Gennaro Gattuso (Ansa)
Gennaro Gattuso (Ansa)

Napoli, 3 giugno 2020 - Difficile pensare al calcio, che resta un semplice gioco, quando la vita ti mette di fronte a una sfida durissima, come la prematura perdita di una sorella. Eppure, tra l'imminente ripresa della stagione e una situazione contrattuale da ritoccare, i prossimi per Gennaro Gattuso saranno giorni caldissimi che lo proietteranno sempre più al centro del progetto Napoli.

Poco prima della terribile notizia arrivata ieri, la priorità a Castel Volturno era blindare il tecnico calabrese e il suo staff, che in toto hanno superato l'esame agli occhi di Aurelio De Laurentiis nonostante i pochi mesi di lavoro effettivo. Il patron è rimasto soddisfatto dalla metodologia portata da Ringhio, a cominciare dalla grande intensità ammirata negli allenamenti, sistema in totale rottura con la precedente gestione. Inoltre, i giocatori chiave della rosa hanno risposto bene al cambio in panchina, ritrovando lo smalto dei giorni d'oro: il riferimento va in particolare a Lorenzo Insigne e Piotr Zielinski, tolti immediatamente dal mercato come richiesto proprio da Gattuso. Da qui si evince la centralità di quest'ultimo nel Napoli che è e che sarà: un dato di fatto che richiederà il necessario ritocco a un contratto debole che però pochi giorni fa ha emesso il primo importante verdetto. Entro il 31 maggio infatti De Laurentiis avrebbe potuto sciogliere il vincolo che lo lega all'allenatore calabrese e non lo ha fatto, preferendo invece cominciare a lavorare per la conferma anche per il prossimo campionato dei collaboratori più stretti dell'attuale guida tecnica del club: un segnale inequivocabile che farà da prodromo al rinnovo dello stesso Gattuso.
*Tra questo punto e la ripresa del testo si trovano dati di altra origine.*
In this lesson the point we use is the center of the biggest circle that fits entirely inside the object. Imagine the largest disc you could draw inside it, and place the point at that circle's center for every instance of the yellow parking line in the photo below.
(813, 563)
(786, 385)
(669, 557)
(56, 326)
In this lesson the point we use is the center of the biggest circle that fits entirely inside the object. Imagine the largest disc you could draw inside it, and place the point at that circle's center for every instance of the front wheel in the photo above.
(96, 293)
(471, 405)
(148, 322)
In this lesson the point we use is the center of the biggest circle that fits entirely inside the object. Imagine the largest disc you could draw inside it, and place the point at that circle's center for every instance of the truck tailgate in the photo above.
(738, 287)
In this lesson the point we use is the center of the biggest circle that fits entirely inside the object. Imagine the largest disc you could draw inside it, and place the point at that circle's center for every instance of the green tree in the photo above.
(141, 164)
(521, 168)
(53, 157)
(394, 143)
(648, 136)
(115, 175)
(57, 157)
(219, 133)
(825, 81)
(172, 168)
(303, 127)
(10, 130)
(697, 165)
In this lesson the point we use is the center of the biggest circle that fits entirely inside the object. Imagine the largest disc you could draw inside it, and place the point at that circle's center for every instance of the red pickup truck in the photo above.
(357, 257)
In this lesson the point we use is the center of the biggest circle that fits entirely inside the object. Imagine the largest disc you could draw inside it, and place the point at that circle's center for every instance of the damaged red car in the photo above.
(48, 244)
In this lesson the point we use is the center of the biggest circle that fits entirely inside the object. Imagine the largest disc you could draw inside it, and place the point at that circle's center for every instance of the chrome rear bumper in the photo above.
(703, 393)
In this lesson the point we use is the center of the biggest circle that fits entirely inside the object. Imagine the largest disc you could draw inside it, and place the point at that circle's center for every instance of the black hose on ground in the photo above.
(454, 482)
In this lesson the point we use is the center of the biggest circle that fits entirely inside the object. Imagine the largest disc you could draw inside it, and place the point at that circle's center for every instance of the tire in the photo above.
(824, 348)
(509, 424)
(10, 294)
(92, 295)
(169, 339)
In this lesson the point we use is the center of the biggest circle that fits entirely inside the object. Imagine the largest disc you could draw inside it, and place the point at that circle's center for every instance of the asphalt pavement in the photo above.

Da definire resta la scadenza di un rapporto che sta intrigando non poco ADL, che nella grinta di Ringhio rivede in parte quel fuoco che aveva fatto brillare il Napoli di Maurizio Sarri. Probabile che si andrà verso un prolungamento fino al 2022 o al 2023, a prescindere da come terminerà una stagione anomala per tutti: per gli azzurri ancora di più dopo il noto ammutinamento del 5 novembre che ha smantellato lo spogliatoio. Certo, un eventuale trionfo in Coppa Italia darebbe ben altra spinta al nuovo progetto, anche sotto il profilo economico, con una cifra che si aggira sui 20 milioni che entrerebbe nelle casse proprio nel periodo più difficile per il calcio: non male come ennesimo stimolo per dare l'assalto a un trofeo spesso bistrattato e valorizzato solo quando la situazione in campionato non è delle più rosee.